What Vectorization Meaning, Applications & Example
The process of converting text or data into a numerical format.
What is Vectorization?
Vectorization is the process of converting data into a numerical format that can be processed by machine learning algorithms. In the context of text data, it refers to converting words, phrases, or documents into vectors (numerical representations). These vectors are often used in natural language processing (NLP) tasks, enabling models to perform operations on textual data effectively.
Methods of Vectorization
- One-Hot Encoding : Represents each word as a vector with a 1 for the word’s index in the vocabulary and 0s for all other indices.
- TF-IDF (Term Frequency-Inverse Document Frequency): Weighs words based on their frequency in a document and how unique they are across a set of documents, often used in text classification tasks.

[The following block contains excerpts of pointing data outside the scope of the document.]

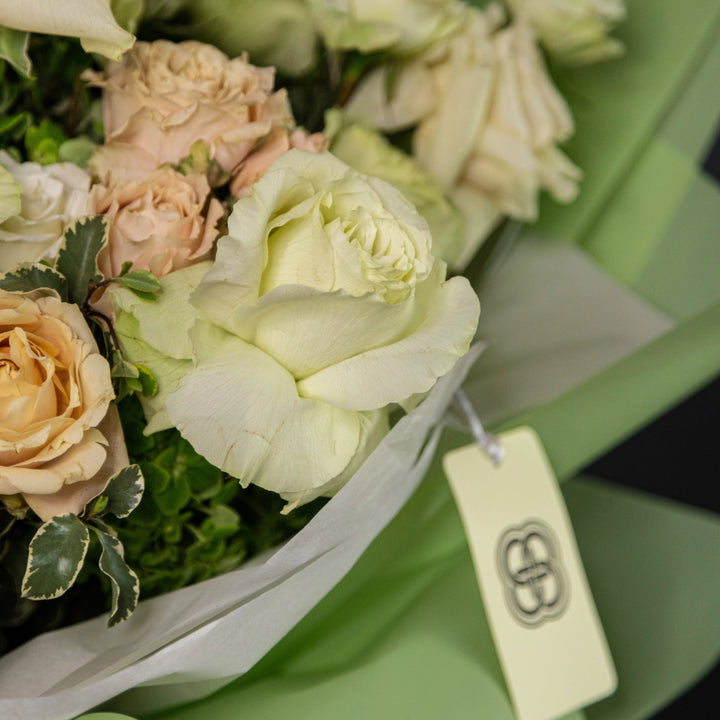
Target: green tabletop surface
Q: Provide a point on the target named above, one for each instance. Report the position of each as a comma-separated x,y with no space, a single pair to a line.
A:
404,634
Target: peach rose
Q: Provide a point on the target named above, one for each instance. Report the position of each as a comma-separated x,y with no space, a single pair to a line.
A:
257,163
163,222
55,391
163,97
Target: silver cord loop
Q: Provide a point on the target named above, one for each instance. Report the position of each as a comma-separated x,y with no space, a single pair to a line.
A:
489,443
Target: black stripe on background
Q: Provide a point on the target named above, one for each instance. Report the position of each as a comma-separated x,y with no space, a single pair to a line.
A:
711,164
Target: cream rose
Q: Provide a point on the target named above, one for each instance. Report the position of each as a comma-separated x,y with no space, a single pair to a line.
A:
52,197
489,125
259,160
55,391
163,97
574,31
398,25
163,222
323,307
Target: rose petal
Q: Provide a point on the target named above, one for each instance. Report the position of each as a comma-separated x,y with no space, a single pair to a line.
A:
393,372
273,438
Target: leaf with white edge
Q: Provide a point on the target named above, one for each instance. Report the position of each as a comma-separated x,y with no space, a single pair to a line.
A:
56,554
125,584
124,491
28,277
77,258
13,48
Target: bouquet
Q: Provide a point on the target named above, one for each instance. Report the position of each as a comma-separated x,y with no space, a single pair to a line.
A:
227,297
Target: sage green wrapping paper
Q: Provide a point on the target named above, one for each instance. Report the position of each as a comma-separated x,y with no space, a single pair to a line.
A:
404,634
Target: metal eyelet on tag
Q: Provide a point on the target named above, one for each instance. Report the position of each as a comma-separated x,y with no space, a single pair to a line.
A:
543,619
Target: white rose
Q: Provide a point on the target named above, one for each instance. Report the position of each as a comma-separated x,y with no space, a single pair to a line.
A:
90,20
52,197
324,306
574,31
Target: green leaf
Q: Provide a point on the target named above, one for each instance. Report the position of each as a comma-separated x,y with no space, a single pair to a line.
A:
28,277
57,552
77,259
77,150
152,297
13,122
124,491
43,141
222,522
128,13
13,48
122,368
125,584
139,280
147,380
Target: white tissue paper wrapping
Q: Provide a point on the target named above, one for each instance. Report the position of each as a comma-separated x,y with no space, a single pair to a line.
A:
184,645
194,640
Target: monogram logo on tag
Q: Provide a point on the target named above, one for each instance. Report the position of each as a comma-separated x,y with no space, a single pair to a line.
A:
536,587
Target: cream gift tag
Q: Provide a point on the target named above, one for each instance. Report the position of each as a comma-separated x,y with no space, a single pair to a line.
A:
546,629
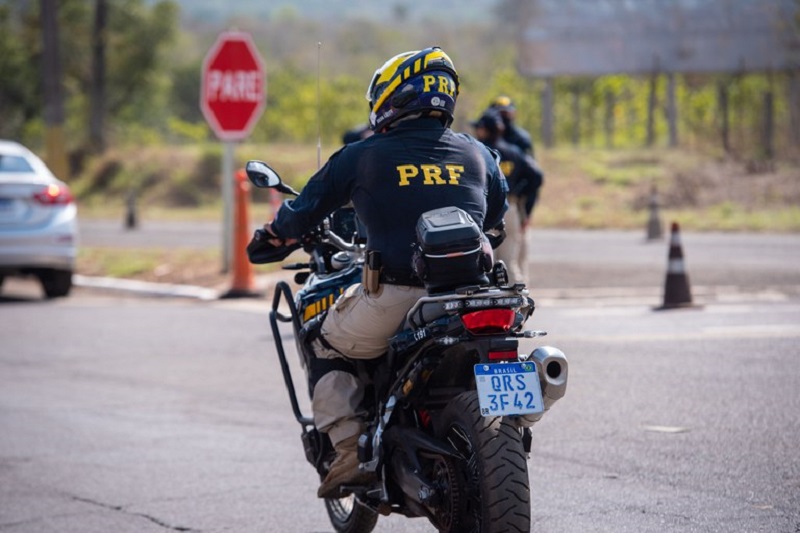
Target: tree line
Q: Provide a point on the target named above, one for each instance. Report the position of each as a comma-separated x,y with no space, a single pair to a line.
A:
129,73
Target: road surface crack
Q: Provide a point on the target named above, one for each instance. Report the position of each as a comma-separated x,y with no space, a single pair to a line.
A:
122,509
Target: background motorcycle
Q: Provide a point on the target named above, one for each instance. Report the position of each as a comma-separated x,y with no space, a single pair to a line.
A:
451,403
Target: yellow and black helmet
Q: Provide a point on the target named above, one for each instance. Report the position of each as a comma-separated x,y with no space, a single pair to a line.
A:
422,81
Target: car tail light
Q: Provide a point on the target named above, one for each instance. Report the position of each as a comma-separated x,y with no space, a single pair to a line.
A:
488,321
54,194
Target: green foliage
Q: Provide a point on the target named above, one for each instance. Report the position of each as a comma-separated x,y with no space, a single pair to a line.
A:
153,81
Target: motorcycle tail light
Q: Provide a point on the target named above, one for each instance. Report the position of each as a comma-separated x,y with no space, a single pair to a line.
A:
488,321
54,194
504,356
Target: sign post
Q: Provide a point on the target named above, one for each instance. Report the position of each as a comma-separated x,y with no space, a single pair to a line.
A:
232,98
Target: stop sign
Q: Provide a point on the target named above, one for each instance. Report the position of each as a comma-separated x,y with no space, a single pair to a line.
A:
233,91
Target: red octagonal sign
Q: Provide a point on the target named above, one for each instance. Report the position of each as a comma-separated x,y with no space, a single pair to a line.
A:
233,92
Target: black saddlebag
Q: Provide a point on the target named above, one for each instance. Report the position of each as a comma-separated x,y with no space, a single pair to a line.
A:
451,251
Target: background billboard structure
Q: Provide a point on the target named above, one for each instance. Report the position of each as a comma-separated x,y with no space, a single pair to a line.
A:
598,37
592,38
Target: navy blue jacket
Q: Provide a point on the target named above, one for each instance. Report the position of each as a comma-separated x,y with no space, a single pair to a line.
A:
522,173
394,177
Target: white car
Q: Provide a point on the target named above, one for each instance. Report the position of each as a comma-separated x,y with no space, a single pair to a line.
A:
38,221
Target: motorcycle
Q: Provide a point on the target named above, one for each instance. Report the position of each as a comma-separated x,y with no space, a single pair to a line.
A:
451,403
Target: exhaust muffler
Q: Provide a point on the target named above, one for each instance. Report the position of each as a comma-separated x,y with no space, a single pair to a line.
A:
553,368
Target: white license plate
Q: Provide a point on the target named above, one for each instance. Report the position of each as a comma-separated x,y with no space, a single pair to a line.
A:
508,389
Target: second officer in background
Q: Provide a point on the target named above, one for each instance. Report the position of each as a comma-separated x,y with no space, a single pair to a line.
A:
524,180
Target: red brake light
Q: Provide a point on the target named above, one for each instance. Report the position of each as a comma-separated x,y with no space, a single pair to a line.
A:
503,356
54,194
488,321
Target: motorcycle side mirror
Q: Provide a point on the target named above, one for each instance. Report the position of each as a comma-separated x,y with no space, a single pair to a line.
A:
264,177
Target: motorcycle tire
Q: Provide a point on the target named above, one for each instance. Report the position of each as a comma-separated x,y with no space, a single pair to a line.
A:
493,490
349,516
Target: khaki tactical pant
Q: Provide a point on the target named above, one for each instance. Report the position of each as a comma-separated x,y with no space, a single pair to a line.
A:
358,326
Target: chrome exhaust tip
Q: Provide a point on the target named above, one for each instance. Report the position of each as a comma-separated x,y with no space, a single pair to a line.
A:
553,369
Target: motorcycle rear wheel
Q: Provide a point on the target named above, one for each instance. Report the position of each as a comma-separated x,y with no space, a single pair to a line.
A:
349,516
494,487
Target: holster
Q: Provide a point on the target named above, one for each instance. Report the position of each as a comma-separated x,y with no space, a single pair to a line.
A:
371,278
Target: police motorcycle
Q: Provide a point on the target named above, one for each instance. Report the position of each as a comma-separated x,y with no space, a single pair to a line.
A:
451,404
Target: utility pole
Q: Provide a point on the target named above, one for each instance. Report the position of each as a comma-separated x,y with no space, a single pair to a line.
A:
53,92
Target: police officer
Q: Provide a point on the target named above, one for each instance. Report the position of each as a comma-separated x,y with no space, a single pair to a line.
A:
513,133
519,137
414,163
524,180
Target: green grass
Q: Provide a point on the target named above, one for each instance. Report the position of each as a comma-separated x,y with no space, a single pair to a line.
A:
591,188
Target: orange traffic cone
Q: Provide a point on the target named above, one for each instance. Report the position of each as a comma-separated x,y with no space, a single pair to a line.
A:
677,293
243,279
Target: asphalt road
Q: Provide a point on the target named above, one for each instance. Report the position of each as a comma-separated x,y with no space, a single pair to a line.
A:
130,414
717,264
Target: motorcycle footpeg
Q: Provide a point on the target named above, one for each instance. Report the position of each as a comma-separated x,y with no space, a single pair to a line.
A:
364,448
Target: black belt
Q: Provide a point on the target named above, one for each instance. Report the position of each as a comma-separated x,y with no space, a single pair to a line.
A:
400,278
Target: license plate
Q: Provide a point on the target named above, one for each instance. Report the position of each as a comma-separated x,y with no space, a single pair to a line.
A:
508,389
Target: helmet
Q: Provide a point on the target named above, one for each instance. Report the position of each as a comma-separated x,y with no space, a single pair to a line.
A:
503,103
422,81
491,121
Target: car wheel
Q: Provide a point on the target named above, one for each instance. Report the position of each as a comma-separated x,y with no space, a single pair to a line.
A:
56,283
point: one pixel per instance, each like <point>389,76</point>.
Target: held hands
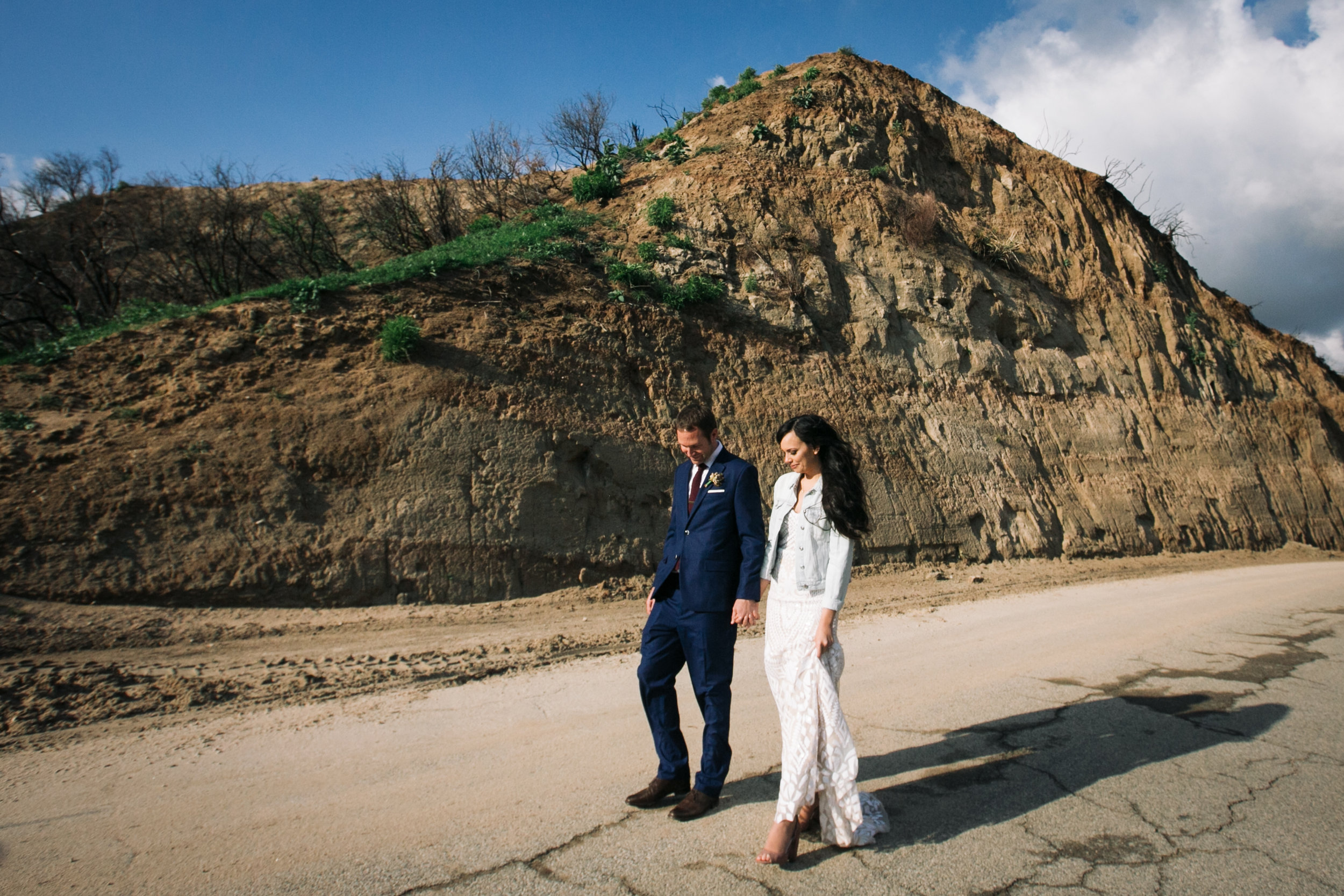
<point>745,613</point>
<point>823,639</point>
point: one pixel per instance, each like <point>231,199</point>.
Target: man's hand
<point>745,613</point>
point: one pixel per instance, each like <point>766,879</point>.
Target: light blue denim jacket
<point>827,555</point>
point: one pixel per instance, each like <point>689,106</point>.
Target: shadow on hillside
<point>1053,754</point>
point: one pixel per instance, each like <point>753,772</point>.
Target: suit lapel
<point>705,485</point>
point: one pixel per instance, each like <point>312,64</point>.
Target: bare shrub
<point>577,130</point>
<point>304,225</point>
<point>1173,224</point>
<point>917,218</point>
<point>499,167</point>
<point>66,248</point>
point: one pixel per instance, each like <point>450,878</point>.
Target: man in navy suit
<point>707,585</point>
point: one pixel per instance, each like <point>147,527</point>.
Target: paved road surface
<point>1171,735</point>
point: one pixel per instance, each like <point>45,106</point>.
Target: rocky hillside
<point>1026,364</point>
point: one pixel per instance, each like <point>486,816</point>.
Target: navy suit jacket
<point>721,542</point>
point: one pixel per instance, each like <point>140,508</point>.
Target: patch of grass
<point>399,338</point>
<point>17,421</point>
<point>307,299</point>
<point>660,213</point>
<point>546,232</point>
<point>483,224</point>
<point>803,97</point>
<point>632,276</point>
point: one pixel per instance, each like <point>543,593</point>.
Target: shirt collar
<point>709,461</point>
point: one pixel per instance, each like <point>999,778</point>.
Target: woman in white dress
<point>819,512</point>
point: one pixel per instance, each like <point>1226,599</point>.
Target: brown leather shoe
<point>692,806</point>
<point>657,789</point>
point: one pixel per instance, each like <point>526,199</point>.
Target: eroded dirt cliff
<point>1038,374</point>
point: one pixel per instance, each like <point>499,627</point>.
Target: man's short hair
<point>697,417</point>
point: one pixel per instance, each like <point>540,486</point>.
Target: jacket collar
<point>721,458</point>
<point>811,497</point>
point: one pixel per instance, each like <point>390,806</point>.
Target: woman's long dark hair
<point>843,497</point>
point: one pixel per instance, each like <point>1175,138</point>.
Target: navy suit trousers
<point>675,637</point>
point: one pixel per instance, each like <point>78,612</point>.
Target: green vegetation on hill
<point>546,232</point>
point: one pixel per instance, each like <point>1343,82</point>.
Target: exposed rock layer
<point>1043,375</point>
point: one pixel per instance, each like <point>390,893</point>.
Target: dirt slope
<point>1043,377</point>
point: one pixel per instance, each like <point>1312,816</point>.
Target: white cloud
<point>1234,111</point>
<point>1329,347</point>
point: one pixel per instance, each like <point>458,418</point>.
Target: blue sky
<point>310,89</point>
<point>1229,104</point>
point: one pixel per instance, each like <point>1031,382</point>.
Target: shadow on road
<point>1007,768</point>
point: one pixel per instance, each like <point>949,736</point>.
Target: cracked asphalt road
<point>1173,735</point>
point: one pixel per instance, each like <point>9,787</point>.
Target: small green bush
<point>676,151</point>
<point>595,186</point>
<point>744,89</point>
<point>660,213</point>
<point>803,97</point>
<point>399,338</point>
<point>17,421</point>
<point>697,291</point>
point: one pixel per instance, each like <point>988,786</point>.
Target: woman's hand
<point>823,640</point>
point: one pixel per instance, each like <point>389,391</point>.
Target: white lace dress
<point>819,755</point>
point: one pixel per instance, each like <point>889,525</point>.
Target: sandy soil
<point>69,672</point>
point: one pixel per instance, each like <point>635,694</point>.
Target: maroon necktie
<point>695,488</point>
<point>690,500</point>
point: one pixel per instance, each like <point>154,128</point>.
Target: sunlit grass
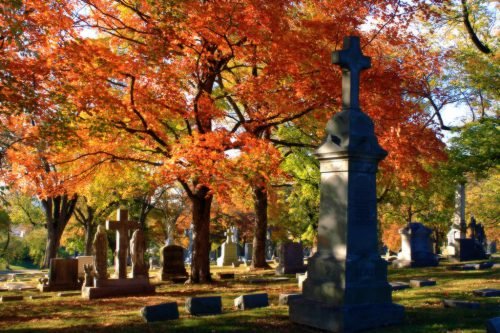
<point>424,311</point>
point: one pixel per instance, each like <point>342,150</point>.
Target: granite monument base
<point>348,318</point>
<point>118,288</point>
<point>466,249</point>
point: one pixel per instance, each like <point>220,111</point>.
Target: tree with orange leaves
<point>176,86</point>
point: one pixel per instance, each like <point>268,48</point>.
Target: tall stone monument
<point>346,287</point>
<point>416,247</point>
<point>229,251</point>
<point>102,286</point>
<point>461,248</point>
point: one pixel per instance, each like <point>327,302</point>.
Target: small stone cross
<point>229,235</point>
<point>122,227</point>
<point>352,62</point>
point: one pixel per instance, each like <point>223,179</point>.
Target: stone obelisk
<point>346,288</point>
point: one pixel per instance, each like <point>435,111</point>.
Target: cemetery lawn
<point>424,310</point>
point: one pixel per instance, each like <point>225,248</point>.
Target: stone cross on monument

- Word2Vec : A neural network model that learns word embeddings by predicting context words in a given window, capturing semantic relationships between words.
- GloVe (Global Vectors for Word Representation): A model that factors in global word co-occurrence statistics to create word vectors, capturing semantic meaning more effectively than simple frequency-based methods.
Applications of Vectorization
- Text Classification: Transforming text into vectors so it can be used as input for classification models (e.g., spam detection, sentiment analysis ).
- Recommendation Systems: Converting items (e.g., products, movies) and user preferences into vectors to compute similarity scores.
- Machine Translation: Using vectorized representations of words or sentences for translating between languages.
Example of Vectorization
In sentiment analysis, a text classifier might first convert product reviews into vectors using TF-IDF or Word2Vec. The model then processes these vectors to classify the sentiment of the review as positive or negative, helping businesses monitor customer feedback at scale.